Texte retranscrit d’après le fac-similé numérique d’Internet Archive, chapitre VIII (pp. 175-194).


 Notes
  1.  Cabourotte, subst. fém. Petite cabane, niche à chien, logette, chambrette, etc.
    Guy Marchal, Le patois lorrain, à la lettre « C ».  ↩
  2.  Tendue, subst. fém. Se dit des pièges fixes ou mobiles que l’on tend aux oiseaux pour les prendre.
    Jacques-Joseph Baudrillart, Traité général des eaux et forêts, chasses et pêches, tome I, partie III, p. 650.  ↩
  3.  Raquette, subst. fém. Un des plus anciens pièges à ressort connu. Largement employé dans les provinces de la Champagne, de la Lorraine et de la Bourgogne, il est également désigné sous plusieurs autres noms : rejet, repenelle, rapace, sauterelle, volant, etc.

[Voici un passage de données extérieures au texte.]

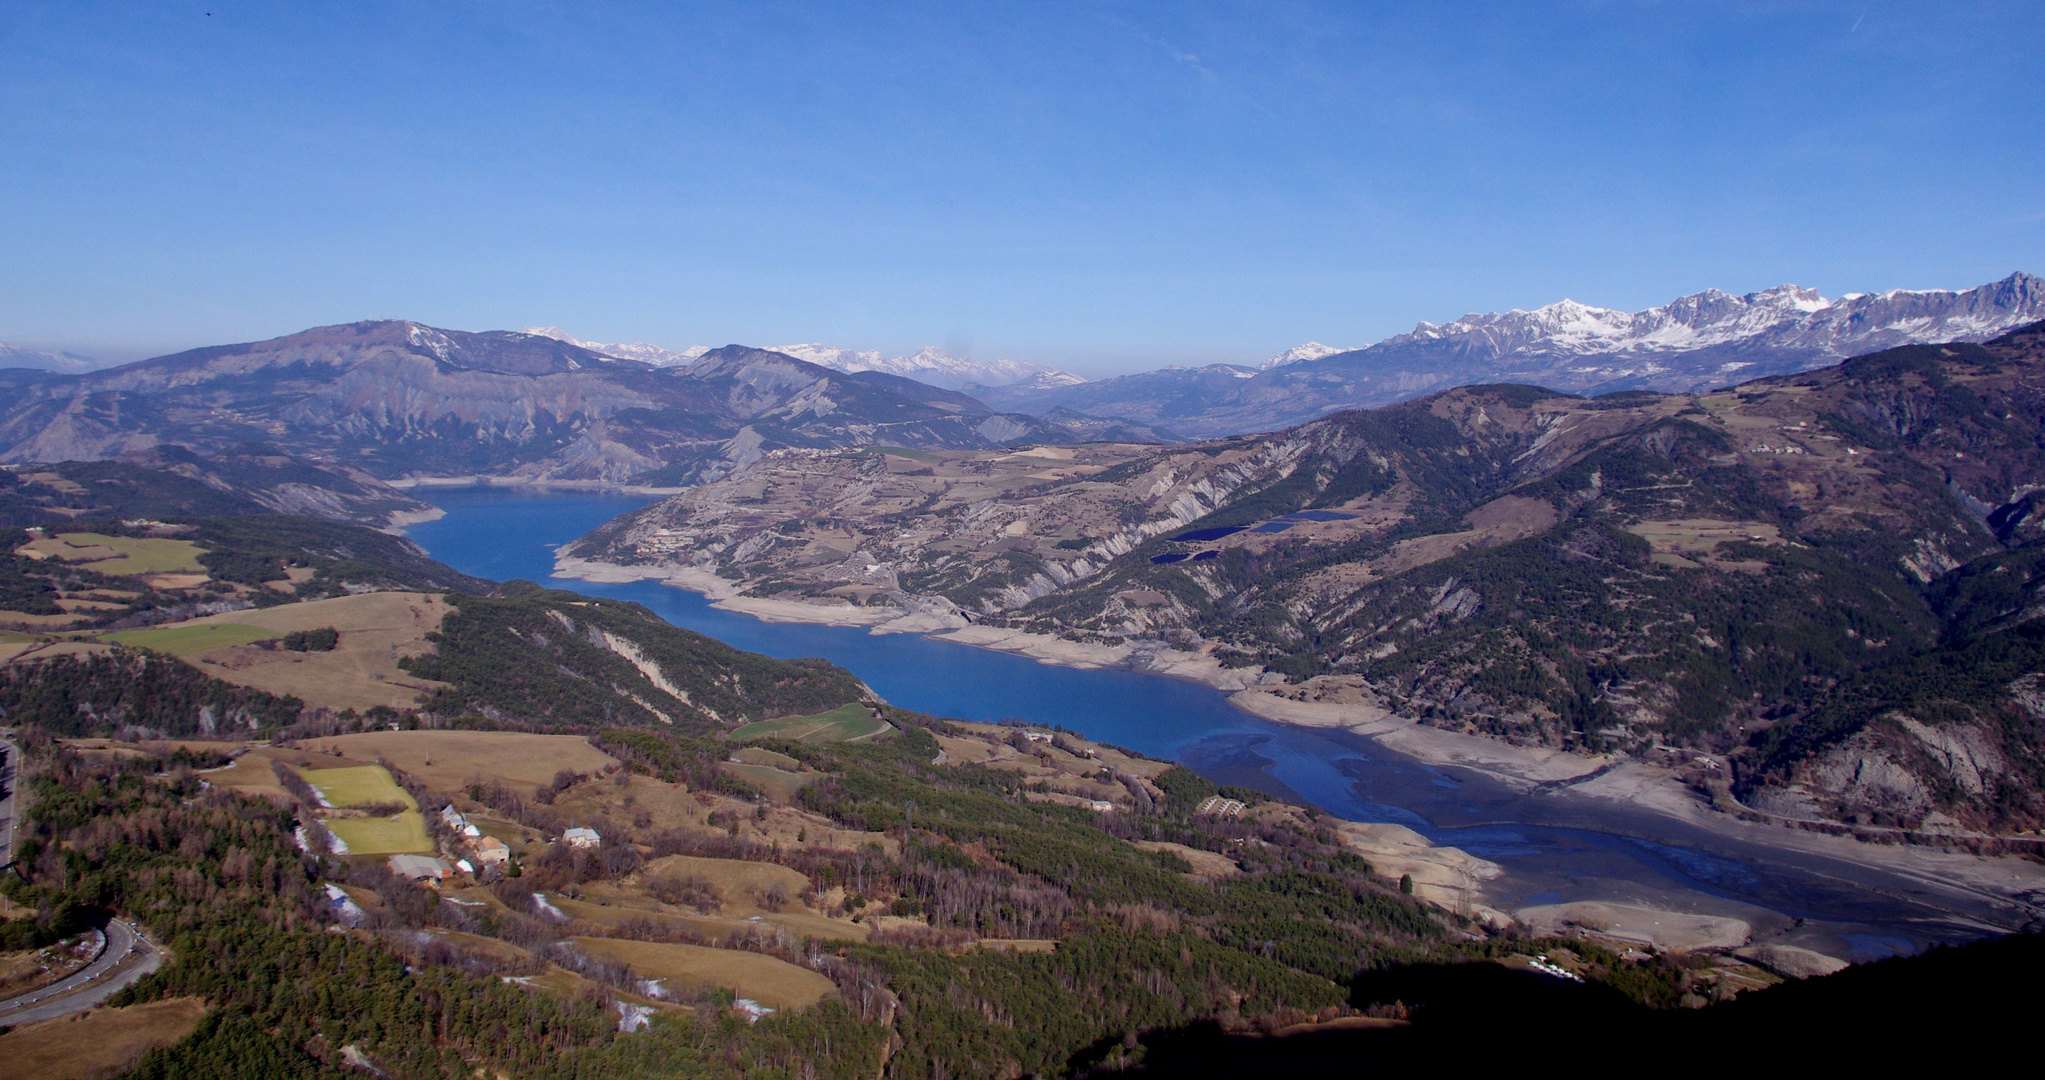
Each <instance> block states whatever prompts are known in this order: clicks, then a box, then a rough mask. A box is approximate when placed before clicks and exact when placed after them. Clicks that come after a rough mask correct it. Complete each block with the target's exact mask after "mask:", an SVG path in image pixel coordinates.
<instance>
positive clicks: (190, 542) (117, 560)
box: [20, 532, 205, 575]
mask: <svg viewBox="0 0 2045 1080" xmlns="http://www.w3.org/2000/svg"><path fill="white" fill-rule="evenodd" d="M20 550H27V552H33V554H39V556H43V558H49V556H55V558H61V560H65V563H90V565H92V569H94V571H96V573H104V575H139V573H172V571H205V567H200V565H198V554H200V552H205V548H200V546H198V544H194V542H190V540H155V538H137V536H106V534H100V532H65V534H59V536H51V538H47V540H35V542H31V544H27V546H25V548H20Z"/></svg>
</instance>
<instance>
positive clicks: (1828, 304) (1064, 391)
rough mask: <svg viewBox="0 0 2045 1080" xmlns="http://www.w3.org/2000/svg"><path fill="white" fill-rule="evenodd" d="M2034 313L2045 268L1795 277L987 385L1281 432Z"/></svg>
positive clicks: (1118, 412)
mask: <svg viewBox="0 0 2045 1080" xmlns="http://www.w3.org/2000/svg"><path fill="white" fill-rule="evenodd" d="M2037 319H2045V278H2037V276H2031V274H2023V272H2018V274H2010V276H2008V278H2004V280H2000V282H1990V284H1982V286H1975V288H1965V290H1957V292H1953V290H1904V288H1892V290H1888V292H1853V295H1847V297H1840V299H1824V297H1820V295H1818V292H1816V290H1812V288H1802V286H1796V284H1783V286H1777V288H1767V290H1761V292H1748V295H1744V297H1732V295H1726V292H1718V290H1706V292H1695V295H1689V297H1681V299H1677V301H1671V303H1667V305H1663V307H1650V309H1646V311H1632V313H1628V311H1614V309H1603V307H1589V305H1581V303H1575V301H1560V303H1552V305H1548V307H1540V309H1534V311H1505V313H1489V315H1474V313H1472V315H1464V317H1460V319H1456V321H1452V323H1442V325H1436V323H1419V325H1417V327H1413V331H1411V333H1401V335H1397V338H1387V340H1384V342H1378V344H1374V346H1368V348H1360V350H1350V352H1337V354H1329V356H1319V358H1303V360H1292V362H1272V364H1268V366H1266V370H1262V372H1252V376H1249V378H1239V380H1237V378H1233V376H1235V374H1237V372H1241V370H1245V368H1237V366H1233V364H1215V366H1209V368H1196V370H1198V372H1207V376H1190V374H1188V372H1186V370H1180V368H1168V370H1160V372H1143V374H1125V376H1121V378H1104V380H1098V383H1088V385H1084V387H1070V389H1067V387H1045V389H1037V387H1027V389H1020V387H1018V389H1014V391H1006V393H1004V391H990V393H984V395H982V399H984V401H986V403H988V405H992V407H996V409H1014V411H1025V413H1037V411H1049V409H1055V407H1067V409H1080V411H1086V413H1090V415H1117V417H1129V419H1139V421H1145V423H1162V425H1168V428H1172V430H1174V432H1182V434H1186V436H1196V438H1205V436H1227V434H1241V432H1268V430H1280V428H1288V425H1294V423H1305V421H1309V419H1313V417H1319V415H1325V413H1331V411H1337V409H1358V407H1376V405H1389V403H1395V401H1405V399H1411V397H1419V395H1425V393H1431V391H1440V389H1448V387H1458V385H1487V383H1526V385H1536V387H1548V389H1554V391H1564V393H1577V395H1601V393H1614V391H1663V393H1695V391H1708V389H1714V387H1726V385H1734V383H1746V380H1753V378H1765V376H1773V374H1793V372H1802V370H1812V368H1822V366H1828V364H1836V362H1838V360H1843V358H1847V356H1855V354H1865V352H1875V350H1883V348H1896V346H1910V344H1947V342H1986V340H1990V338H1994V335H1998V333H2004V331H2008V329H2014V327H2018V325H2025V323H2033V321H2037ZM1303 348H1305V346H1303ZM1323 348H1325V346H1323ZM1294 352H1299V350H1294Z"/></svg>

    Jacques-Joseph Baudrillart, Traité général des eaux et forêts, chasses et pêches, tome I, partie III, p. 615.  ↩
  4.  Rejaut, patois, variante de rejetoir, subst. masc. Piège composé d’une baguette de bois vert courbée, au bout de laquelle on attache un lacet, et qui, par son ressort, en serre le nœud coulant et enlève l’oiseau.
    Littré, à l’article Rejetoir ↩
  5.  Bec-à-terre, subst. masc. Avec ce terme, Albert Cim désigne très certainement, l’un des nombreux systèmes de « tenderie à terre », destiné à la capture des grives, des merles et autres espèces d’oiseaux fouillant le sol pour chercher leur nourriture.
    Voir à ce sujet, l’ouvrage de Jean Jamin, La tenderie aux grives chez les Ardennais du plateau, p. 118.  ↩
  6.  Gaulis, subst. masc. Branches d’un taillis qu’on laisse croître. Grandes branches qui gênent la progression des chasseurs.